The closest place Tonya suggested I visit was an abandoned beach I could get to in an hour by bus. I’d been there once, years before, when it had been a clean beach, one that had been very popular with people wanting a place to swim that was easy to get to. Since then, debris from nearby construction sites, wastewater from nearby businesses, and trash tossed by passers-by had accumulated and, because tolerance turns into complicity, it led to the creation of a beach-dump. I picked my way past the trash and sat on a rock by the sea. A sense of futility in regard to my own efforts returned. How could my story help? Would it persuade an innkeeper to stop emptying his garbage into the sea? Would it persuade a truck driver to journey double the distance to throw his trash elsewhere? As these thoughts went through my head, I kept picking up pieces of plastic from below and hurling them back.
I took some photos out of my backpack and looked through them. The shots Tonya took in the streets of Athens were used by the NGO she was working for to raise people’s awareness. The effort seemed to be paying off, since they’d managed to organize the distribution of food and medicine solely through the volunteer work of ordinary people. Maybe these efforts weren’t in vain after all. My thoughts went from warm to cold and back again, right along with the weather, which switched constantly between warm and sunny to cold and windy.
I started outlining the story in my mind, taking notes. My main characters would be seagulls living on a beach like this one. They would live quiet, pleasant lives, eating fish from the sea and soaring above the waves. One day a factory would be built next to the beach, and its debris would be dumped in the sea. The seagulls would decide to do something about it by attacking the construction workers, pecking them and assailing them with droppings. The seagulls would win and, instead of the factory, a school would be built.

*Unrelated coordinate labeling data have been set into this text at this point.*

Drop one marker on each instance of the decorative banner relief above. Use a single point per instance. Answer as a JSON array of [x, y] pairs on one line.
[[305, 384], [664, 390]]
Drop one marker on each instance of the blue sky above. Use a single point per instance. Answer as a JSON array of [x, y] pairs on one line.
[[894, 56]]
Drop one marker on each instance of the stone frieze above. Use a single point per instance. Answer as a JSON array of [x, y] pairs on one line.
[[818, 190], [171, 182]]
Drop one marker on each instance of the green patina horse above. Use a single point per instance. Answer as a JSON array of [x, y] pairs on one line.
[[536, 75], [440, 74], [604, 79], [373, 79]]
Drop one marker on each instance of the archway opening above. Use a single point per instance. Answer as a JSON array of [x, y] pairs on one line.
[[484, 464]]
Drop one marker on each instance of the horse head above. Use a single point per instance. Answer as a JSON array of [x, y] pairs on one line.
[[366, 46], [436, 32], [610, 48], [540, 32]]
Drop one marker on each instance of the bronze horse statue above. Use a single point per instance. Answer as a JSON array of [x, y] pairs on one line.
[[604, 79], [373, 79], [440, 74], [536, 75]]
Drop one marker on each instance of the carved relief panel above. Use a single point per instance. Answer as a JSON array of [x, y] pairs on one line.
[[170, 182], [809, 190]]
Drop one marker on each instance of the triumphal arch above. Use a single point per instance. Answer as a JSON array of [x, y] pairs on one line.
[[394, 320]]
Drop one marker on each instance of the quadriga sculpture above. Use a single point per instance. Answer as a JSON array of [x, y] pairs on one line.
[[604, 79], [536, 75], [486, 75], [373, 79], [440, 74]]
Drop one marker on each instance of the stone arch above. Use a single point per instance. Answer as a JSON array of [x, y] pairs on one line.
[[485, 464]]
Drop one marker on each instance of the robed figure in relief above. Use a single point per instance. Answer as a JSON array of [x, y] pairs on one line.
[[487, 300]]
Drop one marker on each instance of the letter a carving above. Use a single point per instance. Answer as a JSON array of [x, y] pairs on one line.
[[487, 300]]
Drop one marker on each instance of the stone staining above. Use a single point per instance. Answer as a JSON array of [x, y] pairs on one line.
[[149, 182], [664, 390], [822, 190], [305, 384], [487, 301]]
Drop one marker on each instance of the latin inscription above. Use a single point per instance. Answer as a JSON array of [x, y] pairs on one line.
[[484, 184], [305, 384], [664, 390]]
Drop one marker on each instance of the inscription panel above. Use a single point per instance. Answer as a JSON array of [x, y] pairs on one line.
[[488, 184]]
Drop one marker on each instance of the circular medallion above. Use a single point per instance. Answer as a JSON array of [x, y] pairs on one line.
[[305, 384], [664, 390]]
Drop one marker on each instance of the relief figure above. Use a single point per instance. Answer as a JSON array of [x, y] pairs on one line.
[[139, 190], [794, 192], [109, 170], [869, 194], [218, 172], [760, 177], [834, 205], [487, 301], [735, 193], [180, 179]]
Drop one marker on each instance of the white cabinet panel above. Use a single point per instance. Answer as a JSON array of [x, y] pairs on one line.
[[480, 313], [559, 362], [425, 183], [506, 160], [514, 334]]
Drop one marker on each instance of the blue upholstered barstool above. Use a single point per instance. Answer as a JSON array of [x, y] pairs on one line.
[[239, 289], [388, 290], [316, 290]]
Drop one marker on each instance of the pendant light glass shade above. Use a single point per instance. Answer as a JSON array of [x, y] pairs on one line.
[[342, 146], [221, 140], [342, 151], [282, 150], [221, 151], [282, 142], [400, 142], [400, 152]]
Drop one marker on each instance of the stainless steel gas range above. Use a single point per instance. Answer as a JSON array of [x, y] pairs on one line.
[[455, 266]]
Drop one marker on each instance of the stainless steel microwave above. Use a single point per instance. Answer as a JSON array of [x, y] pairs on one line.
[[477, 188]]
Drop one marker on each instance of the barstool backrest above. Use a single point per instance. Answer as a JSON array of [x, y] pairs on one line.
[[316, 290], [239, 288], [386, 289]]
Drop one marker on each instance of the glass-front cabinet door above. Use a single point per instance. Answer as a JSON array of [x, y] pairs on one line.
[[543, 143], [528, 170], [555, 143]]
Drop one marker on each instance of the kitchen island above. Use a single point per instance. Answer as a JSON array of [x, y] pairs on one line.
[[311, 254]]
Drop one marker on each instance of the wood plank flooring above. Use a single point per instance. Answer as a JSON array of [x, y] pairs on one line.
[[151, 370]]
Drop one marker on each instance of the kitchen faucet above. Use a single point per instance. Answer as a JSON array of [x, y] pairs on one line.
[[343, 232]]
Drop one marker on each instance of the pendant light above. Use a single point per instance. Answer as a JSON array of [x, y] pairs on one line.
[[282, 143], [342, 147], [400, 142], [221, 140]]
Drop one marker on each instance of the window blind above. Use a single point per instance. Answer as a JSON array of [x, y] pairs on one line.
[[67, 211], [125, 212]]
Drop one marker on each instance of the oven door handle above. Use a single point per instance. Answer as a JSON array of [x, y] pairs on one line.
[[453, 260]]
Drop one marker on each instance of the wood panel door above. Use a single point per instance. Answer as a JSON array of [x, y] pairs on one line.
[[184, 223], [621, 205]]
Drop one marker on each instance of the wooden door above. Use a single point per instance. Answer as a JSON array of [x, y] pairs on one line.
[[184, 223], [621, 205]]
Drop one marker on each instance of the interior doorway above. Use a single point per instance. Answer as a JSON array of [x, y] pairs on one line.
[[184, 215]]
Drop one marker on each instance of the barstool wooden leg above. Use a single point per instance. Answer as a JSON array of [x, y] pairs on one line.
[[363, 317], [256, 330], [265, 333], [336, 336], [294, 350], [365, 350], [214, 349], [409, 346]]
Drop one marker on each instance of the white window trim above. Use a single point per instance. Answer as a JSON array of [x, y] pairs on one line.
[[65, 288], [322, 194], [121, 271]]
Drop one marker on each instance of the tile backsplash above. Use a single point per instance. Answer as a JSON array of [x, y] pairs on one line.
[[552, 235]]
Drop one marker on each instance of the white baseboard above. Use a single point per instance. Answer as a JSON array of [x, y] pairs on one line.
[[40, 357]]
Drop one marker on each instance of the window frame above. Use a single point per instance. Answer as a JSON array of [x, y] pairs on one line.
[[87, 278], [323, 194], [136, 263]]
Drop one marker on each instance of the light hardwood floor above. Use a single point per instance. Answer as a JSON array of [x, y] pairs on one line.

I knew I was writing nonsense. I crossed out everything I’d written and stopped for a while. A dropping landed on my notebook; I saw a seagull flying over my head and without thinking I threw my pen at it. The seagull fell in front me a moment later, the pen sticking out of its belly.
I examined the dead bird, pulling my pen out to reveal a deep wound by its tail. A sudden impulse made me stick my pen back into its belly and drag it towards its neck, making a ragged incision in the bird. It was something I hadn’t mean to do but couldn’t help, like an annoying hiccup that won’t stop even when you hold your breath. I did hold my breath because of the intense stink that emerged from seagull’s stomach, reminding me of my kitchen after I’d cleaned fish and left the garbage for three days. From its stomach I extracted three hooks, a piece of a can and a ribbed condom. I rolled the condom over two of my fingers and turned them around. I figured the seagull would have died anyway, since its diet was obviously screwing with its health.
The seagull was killed by my pen. Even if it hadn’t been killed by my pen, it would have died from the trash it’d been eating. It could’ve been killed by the can, something that many starving regions lack. It could’ve died from sexual stimulation. It could’ve been killed by a trap set for a fish. Some people have too many things; some don’t have anything; and for others, all that is left is trash. I tore out my page of notes and headed towards the bus stop to get back. I might write a poem about a seagull that committed suicide, or a cormorant that cut its veins. Surely I wouldn’t write a story to send to the competition in Barcelona.